Peter asked how many times he should forgive his brother for sins done against him. Able was killed by his brother. Lamech used seven and seventy-seven as a way to compare himself to Cain. Jesus took Peter’s “as many as seven times,” and used it to show that forgiveness should come at least seventy-seven times. The correlation is strong here.
Lamech gloried in vengeance, and said that if Cain’s vengeance against Able was sevenfold, then his vengeance was greater; seventy-sevenfold! Here Jesus is saying that His disciples should actually walk out forgiveness towards their brother’s sins with the same zeal with which Lamech approached his vengeance against what he perceived as the sins of others.

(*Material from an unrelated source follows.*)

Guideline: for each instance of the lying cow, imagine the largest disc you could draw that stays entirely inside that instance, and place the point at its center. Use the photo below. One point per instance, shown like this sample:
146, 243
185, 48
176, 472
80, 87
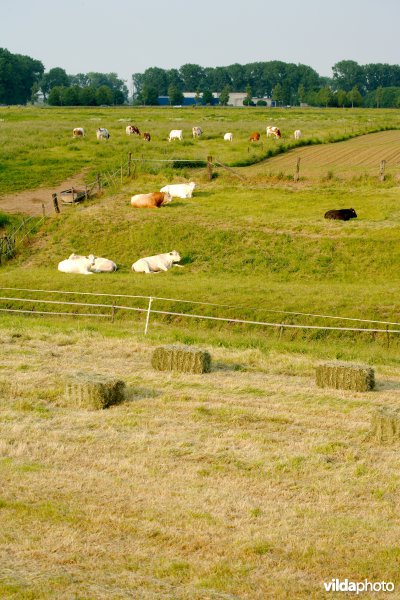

Cain and Lamech were murderers. Through comparing His disciples to Cain and Lamech, Jesus was essentially proclaiming, “Live as total opposites of Cain and Lamech! Be quick to forgive and forgive every time!”
Something else that the story of Cain and Lamech shows us is the increase of sin from the time of Adam and Eve’s first sin. It could be said then, that through Jesus making reference to that story, He is calling us to increase our forgiveness in our relationships even as sin increases. If your Christian brother or sister sins against you, betrays you, hurts you, do not respond with vengeance, but forgiveness, no matter how much or how often they do it. That definitely exposes some unforgiveness in my heart towards others.
Time to stop seeking vengeance, and start seeking to give out the same forgiveness I have already been given.
What do you think? Is this a valid interpretation, or was Jesus just saying “forgive a whole lot of times” and leaving it at that? What about all of this taken in the context of the rest of Matthew 18?